NEWS
03/16/2018 08:42 EDT | Updated 03/17/2018 09:45 EDT

N.L. Polar Bears Head North Early, Leaving Damage Along The Way

They've begun to move north after following the ice and seals south this winter.

A polar bear is seen walking across the street in Churchill Man., Nov. 8, 2009. People in southern Labrador and along Newfoundland's northern peninsula are reporting a lot of polar bear sightings in the last week as the huge animals make their annual trek north.
THE CANADIAN PRESS/Jonathan Hayward
A polar bear is seen walking across the street in Churchill Man., Nov. 8, 2009. People in southern Labrador and along Newfoundland's northern peninsula are reporting a lot of polar bear sightings in the last week as the huge animals make their annual trek north.

ST. ANTHONY, N.L. — East Coast polar bears have begun their annual trek north early, and despite a plethora of sightings police say they've been relatively trouble-free — give or take a damaged snowmobile or hot tub.

People in southern Labrador and along Newfoundland's Northern Peninsula are being cautioned to be on the lookout for the bears, who have begun to move north after following the ice and seals south this winter.
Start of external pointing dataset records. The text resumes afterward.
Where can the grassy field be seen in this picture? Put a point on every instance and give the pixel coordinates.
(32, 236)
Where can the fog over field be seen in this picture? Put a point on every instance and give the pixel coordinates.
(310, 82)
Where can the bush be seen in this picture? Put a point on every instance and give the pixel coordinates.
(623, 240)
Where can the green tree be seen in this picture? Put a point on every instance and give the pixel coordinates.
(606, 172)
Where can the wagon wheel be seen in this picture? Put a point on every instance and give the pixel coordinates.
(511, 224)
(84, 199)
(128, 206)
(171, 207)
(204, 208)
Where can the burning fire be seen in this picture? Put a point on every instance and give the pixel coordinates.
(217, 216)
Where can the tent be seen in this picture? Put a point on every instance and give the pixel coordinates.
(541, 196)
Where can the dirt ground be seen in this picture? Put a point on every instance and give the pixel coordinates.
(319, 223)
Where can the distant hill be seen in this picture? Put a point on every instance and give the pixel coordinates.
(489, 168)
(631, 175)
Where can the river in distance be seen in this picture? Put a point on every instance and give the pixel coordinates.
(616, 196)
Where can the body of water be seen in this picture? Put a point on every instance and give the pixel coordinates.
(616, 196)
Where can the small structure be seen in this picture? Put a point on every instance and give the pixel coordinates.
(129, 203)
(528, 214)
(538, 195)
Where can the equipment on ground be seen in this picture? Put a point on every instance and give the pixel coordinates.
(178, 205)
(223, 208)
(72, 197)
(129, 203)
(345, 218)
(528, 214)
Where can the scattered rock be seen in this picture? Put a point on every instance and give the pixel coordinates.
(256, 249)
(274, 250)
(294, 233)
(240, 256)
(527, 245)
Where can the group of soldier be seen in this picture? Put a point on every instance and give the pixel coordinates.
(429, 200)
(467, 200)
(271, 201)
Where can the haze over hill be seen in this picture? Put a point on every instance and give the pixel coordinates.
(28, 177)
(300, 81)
"Usually this will occur in April and May when we'll see a few polar bears, but regarding March, this has been an unusual high number of polar bears for the area this time of year," said RCMP Cpl. Shane Clarke in St. Anthony.

He said there have been five bears in the St. Anthony area, while provincial officials say they have also been spotted in Great Brehat, St. Carol's, Roddicton and Griquet.

For the most part we just ask that the public give them space and leave them alone and they will resume their way north back home.

There have also been pictures posted to social media of polar bears near Red Bay, Labrador.

He said spring seems to be arriving early, so the bears are passing through earlier than usual.

"They have caused some damage to snowmobile seats. There was a hot tub that was tore up," Clarke said.

"For the most part we just ask that the public give them space and leave them alone and they will resume their way north back home."

Clarke said if you do have an encounter with a bear, you should quietly back away "and never get between a mama and her cubs."

Don't get too close

RCMP and the Department of Fisheries and Land Resources say people should travel in groups, keep pets inside, and dispose of garbage that could attract the bears into communities and backyards.

Clarke said people need to use common sense and not try to get close to the bears to take pictures.

"The last thing we want to see is a bear having to be put down because of the public harassing it or chasing it on a snowmobile," he said.

Polar bears are considered a vulnerable species.

Adult male polar bears weigh up to 700 kilograms and measure up to three metres in length.